Inpatient utilization, average lengths of stay and occupancy rates continue to be negatively affected by payer-
required preadmission authorization and utilization review and by payer pressure to maximize outpatient and
alternative health care delivery services for less acutely ill patients. Efforts to impose more stringent cost controls
are expected to continue. For example, the Health Reform Law potentially expands the use of prepayment review
by Medicare contractors by eliminating statutory restrictions on their use. Although we are unable to predict the
effect these changes will have on our operations, significant limits on the scope of services reimbursed and on
reimbursement rates and fees could have a material, adverse effect on our business, financial position and results
of operations. Additionally, trends in physician treatment protocols and managed care health plan design, such as
plans that shift increased costs and accountability for care to patients, could reduce our surgical volumes and
admissions in favor of lower intensity and lower cost treatment methodologies.

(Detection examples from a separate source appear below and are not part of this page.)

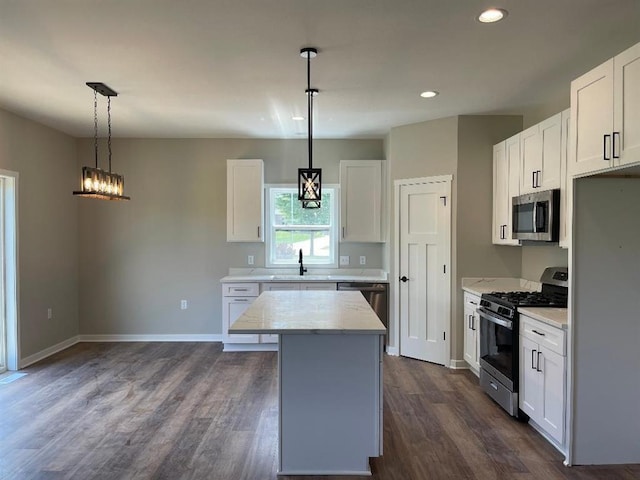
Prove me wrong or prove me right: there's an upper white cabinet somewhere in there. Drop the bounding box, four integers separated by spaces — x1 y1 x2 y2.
227 160 264 242
520 113 562 194
340 160 384 242
569 43 640 176
492 134 520 245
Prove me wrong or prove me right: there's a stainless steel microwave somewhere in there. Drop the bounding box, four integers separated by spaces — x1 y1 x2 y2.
511 189 560 242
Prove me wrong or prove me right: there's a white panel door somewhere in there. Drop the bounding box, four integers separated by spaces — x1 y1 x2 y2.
398 181 451 365
613 43 640 165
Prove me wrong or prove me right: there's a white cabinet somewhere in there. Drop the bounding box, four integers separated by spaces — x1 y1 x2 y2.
559 109 573 248
464 292 480 375
222 283 260 346
569 43 640 176
492 134 520 245
227 160 264 242
340 160 384 242
518 315 566 447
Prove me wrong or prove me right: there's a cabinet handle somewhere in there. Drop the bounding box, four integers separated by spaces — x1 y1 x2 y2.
536 352 542 372
602 133 611 161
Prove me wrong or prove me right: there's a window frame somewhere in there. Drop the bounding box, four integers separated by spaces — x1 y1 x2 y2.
264 183 340 268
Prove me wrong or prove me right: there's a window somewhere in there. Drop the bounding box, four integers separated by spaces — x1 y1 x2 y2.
266 185 338 267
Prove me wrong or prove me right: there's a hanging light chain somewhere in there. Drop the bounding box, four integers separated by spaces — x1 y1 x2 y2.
107 96 111 173
93 90 98 168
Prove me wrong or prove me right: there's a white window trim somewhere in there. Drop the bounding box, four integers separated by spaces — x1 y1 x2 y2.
264 183 340 268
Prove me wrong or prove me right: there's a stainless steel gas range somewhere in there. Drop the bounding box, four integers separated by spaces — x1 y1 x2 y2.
478 267 568 419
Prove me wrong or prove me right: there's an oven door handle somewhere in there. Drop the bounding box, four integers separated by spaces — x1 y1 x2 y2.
477 307 513 330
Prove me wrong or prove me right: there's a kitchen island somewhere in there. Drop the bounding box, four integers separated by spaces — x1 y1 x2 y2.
229 291 386 475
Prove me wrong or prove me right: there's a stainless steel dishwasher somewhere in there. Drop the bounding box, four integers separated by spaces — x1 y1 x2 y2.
338 282 389 328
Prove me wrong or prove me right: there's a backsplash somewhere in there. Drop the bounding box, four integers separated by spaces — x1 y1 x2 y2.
521 245 569 282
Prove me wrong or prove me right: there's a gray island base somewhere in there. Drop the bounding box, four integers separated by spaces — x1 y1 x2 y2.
229 291 386 475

Our overall business results may suffer from the economic downturn.
During periods of high unemployment, governmental entities often experience budget deficits as a result of
increased costs and lower than expected tax collections. These budget deficits at federal, state and local
government entities have decreased, and may continue to decrease, spending for health and human service
programs, including Medicare, Medicaid and similar programs, which represent significant payer sources for our
hospitals. Other risks we face during periods of high unemployment include potential declines in the population
covered under managed care agreements, patient decisions to postpone or cancel elective and non-emergency
health care procedures (including delaying surgical procedures), potential increases in the uninsured and
underinsured populations and further difficulties in our collecting patient copayment and deductible receivables.